# Best way to locate a used diesel pusher  to purchase



## Lawman69

We are new to RV-ing.  We bought a gas 2008 Monaco 30 SPS about 5 months ago.  Just completed our first extended trip recently while hauling the Jeep behind us.  The Monaco was gutless on serious hills, and its handling in wind is poor, particularly at speed on freeways.  These is a lot of play in the steering wheel.  We test-drove a 2009 Winnebago Journey diesel pusher yesterday and it drove completely normally compared to the Monaco.  We are now thinking abut upgrading to a used Winnebago Journey or a Forza.  Would appreciate suggestions for identifying these units to purchase.  The dealer we visited wants to get rich on such a sale.  I am aware of RV Trader and other such sites, but I am not seeing many such units at all and almost none near where we live.  Thanks for any suggestions.


----------



## C Nash

Well the 30 footer will not handle like a disel.  No comparsion.  Gutless???  What engine do you have?  What speed are you driving?  If there is play in the steering there is a problem.  Dealers have to make a living.  Make them an offer and they may supprise you.  No gas burner will handle like a pusher.  You are looking at air ride versus spring ride. A lot depends on how upside down you are on your present MH as to deals.  I have the 32 PBS  HR on the Ford chassis with V10 engine and it handles fine.  No not like a pusher but has plenty power but I drive 55 and dont care if others pass me.  Reason for rving is slow down and enjoy.  Dont get me wrong I love performance but leave that for the drag strips.  Just keep looking plenty of pushers out there.  Friend just traded a 2014 30 footer for a 34 ft HR pusher and loves the difference in handling.


----------



## akjimny

Lawman - it all depends on how much money you want to spend.  I have a 2007 Sunseeker 31 foot Class C on the F450 chassis with a V10 engine.  It gets between 8 and 10 miles per gallon and it hauled a 16 foot enclosed trailer up the Alcan with no problems.  Admittedly there were some hills where I had to downshift into low, but I was still passing semis.  Pros and Cons:  You already have a motorhome.  It probably needs new shocks, new tie rod ends and anti-sway bar bushings.  Those should take care of most of the play in the steering wheel and sway in the cross winds.  A complete tune-up may give you more power.  You could also have a K&N cold air intake and a set of exhaust headers to maximize your engine performance.  Con:  It's a 7 year old motorhome.  Diesel Pusher Pros and Cons:  Pro:  It's a diesel pusher. It will should have more power and torque to pull your toad.  Cons:  It will be more expensive.  Tune-ups and oil changes will cost more.  In fact, any mechanical problems you might have will cost more.  A diesel pusher cannot be repaired by just any mechanic.  The toss up is fuel cost.  A gas engine will get slightly less MPG than a diesel - but gas costs less per gallon.
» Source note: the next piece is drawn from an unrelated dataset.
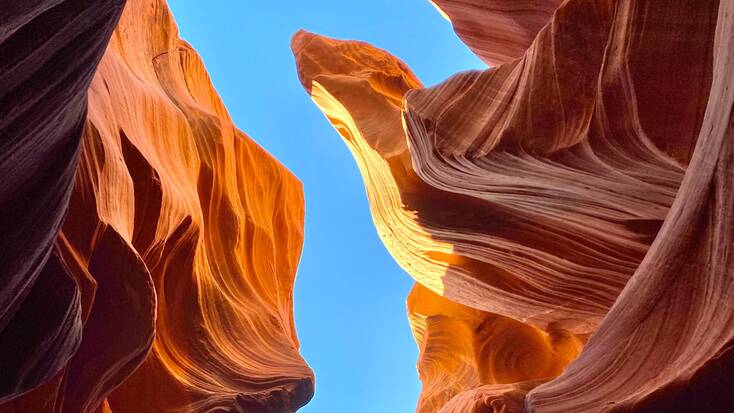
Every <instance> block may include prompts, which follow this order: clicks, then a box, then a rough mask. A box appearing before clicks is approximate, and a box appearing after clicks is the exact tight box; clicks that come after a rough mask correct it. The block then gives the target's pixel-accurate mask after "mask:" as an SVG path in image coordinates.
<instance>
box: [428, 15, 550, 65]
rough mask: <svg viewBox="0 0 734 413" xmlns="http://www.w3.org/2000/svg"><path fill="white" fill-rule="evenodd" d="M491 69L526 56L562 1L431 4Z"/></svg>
mask: <svg viewBox="0 0 734 413" xmlns="http://www.w3.org/2000/svg"><path fill="white" fill-rule="evenodd" d="M430 1H431V2H432V3H433V5H434V6H436V8H437V9H438V10H439V11H440V12H441V14H442V15H443V16H444V17H445V18H446V19H447V20H449V21H450V22H451V24H452V25H453V26H454V30H455V31H456V34H457V35H458V36H459V37H460V38H461V40H462V41H463V42H464V43H466V45H467V46H469V48H470V49H471V50H472V51H473V52H474V53H476V55H477V56H479V57H480V58H481V59H482V60H484V61H485V62H486V63H487V64H489V65H491V66H495V65H500V64H502V63H507V62H509V61H511V60H515V59H517V58H519V57H522V55H523V54H524V53H525V50H527V48H528V46H530V44H531V43H532V42H533V39H535V36H536V35H537V34H538V32H539V31H540V30H541V29H542V28H543V27H544V26H545V25H546V23H548V20H549V19H550V17H551V15H552V14H553V12H554V11H555V10H556V8H557V7H558V5H559V4H561V2H562V0H430Z"/></svg>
Basically it all boils down to money.  How much do you want to spend and what do you want to spend it on.  I agree with Chelse - drive slow and enjoy the scenery.  You bedroom is only a few feet behind you.


----------



## Rick Smith

We moved up from a 30' Storm gasser, a 35' Winnebago to a 40' Newmar Dutch Star DP. There is no comparion in quality and driveability with the two gassers and our diesel pusher. There is a premium to pay for a DP, but it is worth every dime.

I would never buy one of these MH's new. Further, I would never buy a used RV of any style from a dealer. We bought our Newmar 10 years old with 30K miles from the original owner for around $200K less than a new one!! Funny thing, our 2004 Newmar 4011 drives just as good as the new 2015 Newmar we drove! 

We know the past maintenance that has been performed and I perform my own maintenance now. If your budget allows, go with a quality used DP and buy it from the owner.


----------